Description of pleurocystidia may be somewhat miscast. Traditionally, pleurocystidia and basidioles have been confused. The description above is based on the following circumstances: 1) more acutely rounded pleurocystidial apex than subcapitulate basidioles; 2) homogeneous pleurocystidial contents as compared with the heterogeneous contents of basidia and maturing basidioles; and 3) usual length of both structures not acceding that of basidia.
The marasmioid cheilocystidia were sought in three European collections (Belgium, Netherlands, Sweden) in at least two different mounts from two different basidi omata of each collection, so the sudden abundance of highly differentiated cheilocystidia in TFB 7261 was surprising. Moreover, the entire lamellar edge was covered and so was sterile. In other lamellar margins, only structures resembling the clavate shapes found in other species of Mycetinis were observed.
Mycetinis scorodonius may exist in two forms: 1) pileus -20 mm broad; 2) lamellae distant, narrow; 3) stipe slender (1-2.5 mm broad, terete), tapering downward; versus 1) pileus 15-32 mm broad; 2) lamellae crowded, well-developed; 3) stipe robust (2-4 mm broad, often compressed).
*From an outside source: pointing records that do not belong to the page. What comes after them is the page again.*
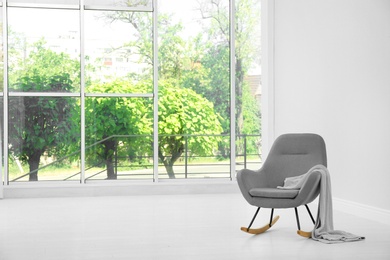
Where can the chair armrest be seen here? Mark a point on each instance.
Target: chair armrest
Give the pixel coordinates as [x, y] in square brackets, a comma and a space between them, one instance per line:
[248, 179]
[310, 188]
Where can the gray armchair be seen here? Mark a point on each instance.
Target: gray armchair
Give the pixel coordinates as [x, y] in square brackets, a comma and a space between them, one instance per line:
[291, 155]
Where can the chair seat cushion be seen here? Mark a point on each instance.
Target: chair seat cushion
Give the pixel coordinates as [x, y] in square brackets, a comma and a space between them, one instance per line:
[273, 193]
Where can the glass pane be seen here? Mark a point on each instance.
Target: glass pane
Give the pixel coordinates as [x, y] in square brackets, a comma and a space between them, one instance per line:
[1, 54]
[119, 138]
[194, 97]
[44, 138]
[126, 3]
[66, 2]
[248, 84]
[45, 49]
[118, 45]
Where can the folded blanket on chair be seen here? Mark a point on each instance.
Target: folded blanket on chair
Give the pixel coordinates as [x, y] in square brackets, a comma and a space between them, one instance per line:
[323, 230]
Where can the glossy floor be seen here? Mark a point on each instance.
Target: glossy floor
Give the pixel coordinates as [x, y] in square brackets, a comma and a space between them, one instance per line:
[169, 227]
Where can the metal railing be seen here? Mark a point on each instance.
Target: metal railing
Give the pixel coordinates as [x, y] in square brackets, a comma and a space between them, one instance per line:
[188, 165]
These forms share the following: 1) strong odor and taste of garlic when fresh; 2) smooth pileus with brown disc and tan limb; 3) pileocystidia in pileipellis from pileus margin. To this writing (X.2016), the robust form has been seen from Belgium, Samara Region, Russia and North America; the slender form has been limited to the Leningrad Region, Russia.
There were sufficient ITS sequences to analyze population structure in Mycetinis scorodonius (Fig. 77). European and North American populations are not mutually exclusive. There is a distinct North American haplotype but European collections seem to be a mix of two haplotypes; one, a North American-like haplotype and one not found in North America termed “European-like” in Fig. 77. A single North American collection has the European-like haplotype and a collection from Mexico is heterozygous for both European-like and North American-like haplotypes.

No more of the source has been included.